Relying on PATH setup is also again a bad idea. References to
executable programs should also be by absolute path to avoid problems.

> Using a ProgressGroup per website
> would solve that, but I don't know how to accomplish that with my
> limited server administration rights. Is there any other way or should
> I just ask for more rights on the server because it isn't workable
> otherwise?

If the administrators aren't going to constrain you as far as how many
processes you have, then would suggest you have them do something like
the following.

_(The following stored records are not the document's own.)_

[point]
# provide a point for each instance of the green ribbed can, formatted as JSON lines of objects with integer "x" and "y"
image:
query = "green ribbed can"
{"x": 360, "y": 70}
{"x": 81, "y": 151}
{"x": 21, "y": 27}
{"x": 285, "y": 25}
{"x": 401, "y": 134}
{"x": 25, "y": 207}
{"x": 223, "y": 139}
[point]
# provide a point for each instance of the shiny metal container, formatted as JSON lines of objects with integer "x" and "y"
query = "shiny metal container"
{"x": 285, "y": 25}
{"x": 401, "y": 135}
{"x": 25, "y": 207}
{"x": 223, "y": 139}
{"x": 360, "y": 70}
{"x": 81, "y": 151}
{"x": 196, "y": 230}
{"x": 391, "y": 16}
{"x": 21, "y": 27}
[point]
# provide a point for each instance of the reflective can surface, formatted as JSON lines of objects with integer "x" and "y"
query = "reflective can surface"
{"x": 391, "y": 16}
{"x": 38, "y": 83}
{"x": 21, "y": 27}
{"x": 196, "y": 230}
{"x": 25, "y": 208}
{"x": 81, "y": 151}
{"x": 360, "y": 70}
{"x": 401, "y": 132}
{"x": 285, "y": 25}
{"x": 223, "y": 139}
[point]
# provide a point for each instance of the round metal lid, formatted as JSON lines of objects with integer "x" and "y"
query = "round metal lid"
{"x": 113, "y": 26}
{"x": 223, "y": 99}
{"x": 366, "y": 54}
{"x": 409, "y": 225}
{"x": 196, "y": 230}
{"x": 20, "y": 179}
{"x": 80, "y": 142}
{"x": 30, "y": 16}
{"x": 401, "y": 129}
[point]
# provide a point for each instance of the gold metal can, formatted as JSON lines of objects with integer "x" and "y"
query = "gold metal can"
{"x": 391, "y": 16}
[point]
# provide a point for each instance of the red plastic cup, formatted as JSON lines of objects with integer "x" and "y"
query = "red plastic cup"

This presumes all your stuff is under one VirtualHost
which you own.

<VirtualHost *:80>
ServerName daan.example.com

WSGIDaemonProcess daan-1 threads=5 display-name=%{GROUP} user=daan group=daan
WSGIDaemonProcess daan-2 threads=5 display-name=%{GROUP} user=daan group=daan
WSGIDaemonProcess daan-3 threads=1 processes=5 display-name=%{GROUP}
user=daan group=daan

WSGIRestrictProcess daan-1 daan-2 daan-3

WSGIProcessGroup %{ENV:site.process_group}
WSGIApplicationGroup %{ENV:site.application_group}

SetEnv site.process_group daan-1
SetEnv site.application_group %{RESOURCE}
</VirtualHost>

What this does is set up three different process groups for you to
use, two multi threaded ones and one single threaded one. The default
is set to be the first of the multi threaded ones.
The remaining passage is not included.